Despite some invariance at the feature level, all VLMs—including the highest capacity closed-source models—exhibit substantial failures in reasoning about geometric transformations, especially in semantically impoverished domains (<80% accuracy with TPR sharply reduced).
Scale Invariance Analysis
Scaling invariance is less problematic on familiar scripts but still substantially degrades for Omniglot. All models remain highly accurate on Times New Roman and Handwritten English (>95% accuracy) but accuracy on Omniglot is 75-83%, with pronounced variance across scripts depending on their prevalence in pretraining data, revealing a strong correlation with semantic familiarity.
Figure 2: Scale invariance accuracy across domains for Qwen2.5-VL. High accuracy is maintained for natural and familiar domains, but Omniglot accuracy is markedly lower.
Figure 8: Scale invariance for Gemini-2.5-Pro. Again, performance remains robust except for the least familiar Omniglot scripts.
Prompt Sensitivity & In-Context Learning
ICL and structured visual prompting marginally improve transformation invariance (primarily TPR), but the improvement often comes at a cost of reduced specificity, indicating an over-correction toward "same" predictions. Model failures persist across different prompt templates and example setups, confirming that the deficiency relates to underlying representation and reasoning inadequacy, not merely language interface.



Figure 10: ICL prompting setup; labeled positive and negative examples for rotation reasoning marginally improve results but fail to robustly endow geometric invariance.
Figure 12: Rotational grid prompting supplies visual anchors for the concept of rotation, but even with strong in-context guidance, generalization is limited to semantically familiar scripts.
Theoretical and Practical Implications
The findings challenge assumptions about emergent invariances in VLMs: robust semantic performance does not translate to spatial-geometric reasoning or equivariance under transformation. This casts doubt on using VLMs in settings that require true geometric consistency and out-of-distribution generalization, such as robotic control, complex physical reasoning, and visual analogy tasks. Since failures persist even with high model scale, architectural modifications and explicit data augmentation for transformation invariance may be necessary.
Conclusion
The paper demonstrates a systematic gap between object-centric semantic understanding and geometric reasoning in current VLMs.

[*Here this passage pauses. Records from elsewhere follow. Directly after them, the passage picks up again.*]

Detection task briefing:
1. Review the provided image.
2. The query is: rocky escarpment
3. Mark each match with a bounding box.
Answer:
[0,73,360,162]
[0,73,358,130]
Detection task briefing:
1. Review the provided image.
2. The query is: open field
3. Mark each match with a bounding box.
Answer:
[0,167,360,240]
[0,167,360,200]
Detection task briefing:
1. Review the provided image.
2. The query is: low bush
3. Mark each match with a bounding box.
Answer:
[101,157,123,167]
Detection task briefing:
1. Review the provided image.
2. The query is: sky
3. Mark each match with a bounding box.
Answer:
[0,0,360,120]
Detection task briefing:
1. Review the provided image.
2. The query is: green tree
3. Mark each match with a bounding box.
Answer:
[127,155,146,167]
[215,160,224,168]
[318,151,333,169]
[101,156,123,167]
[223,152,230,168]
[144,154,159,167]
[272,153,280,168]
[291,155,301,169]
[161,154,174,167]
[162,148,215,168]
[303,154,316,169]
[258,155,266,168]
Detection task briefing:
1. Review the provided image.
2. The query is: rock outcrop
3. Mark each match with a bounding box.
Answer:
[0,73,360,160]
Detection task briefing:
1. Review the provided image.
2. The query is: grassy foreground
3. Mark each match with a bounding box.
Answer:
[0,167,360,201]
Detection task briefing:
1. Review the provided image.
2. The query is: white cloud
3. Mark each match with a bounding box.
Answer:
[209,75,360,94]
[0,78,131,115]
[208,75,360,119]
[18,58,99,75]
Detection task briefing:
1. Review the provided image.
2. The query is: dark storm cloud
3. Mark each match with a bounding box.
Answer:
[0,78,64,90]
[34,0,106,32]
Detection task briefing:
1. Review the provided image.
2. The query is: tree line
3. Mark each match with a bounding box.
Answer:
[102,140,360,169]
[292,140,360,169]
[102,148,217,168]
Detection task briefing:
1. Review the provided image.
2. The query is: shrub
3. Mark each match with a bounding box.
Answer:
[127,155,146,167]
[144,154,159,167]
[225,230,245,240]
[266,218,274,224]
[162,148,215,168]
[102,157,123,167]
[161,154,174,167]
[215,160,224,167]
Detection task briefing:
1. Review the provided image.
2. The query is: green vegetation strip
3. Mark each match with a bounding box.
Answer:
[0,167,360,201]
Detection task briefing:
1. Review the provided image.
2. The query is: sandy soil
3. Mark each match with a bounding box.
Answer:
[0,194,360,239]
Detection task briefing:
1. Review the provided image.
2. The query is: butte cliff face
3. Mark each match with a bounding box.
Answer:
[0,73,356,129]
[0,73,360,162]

Robustness to spatial transformation is not an intrinsic property of today's models but mostly a byproduct of semantic and contextual familiarity. These results highlight the urgent need for representation learning approaches that enforce or learn geometric equivariance and for benchmark design that isolates semantic knowledge from geometric structure. Future multimodal model development must explicitly address these deficiencies for reliable deployment in safety-critical domains and reasoning-intensive applications.
References
For all empirical claims and dataset/model details, see "Semantic Richness or Geometric Reasoning? The Fragility of VLM's Visual Invariance" (2604.01848).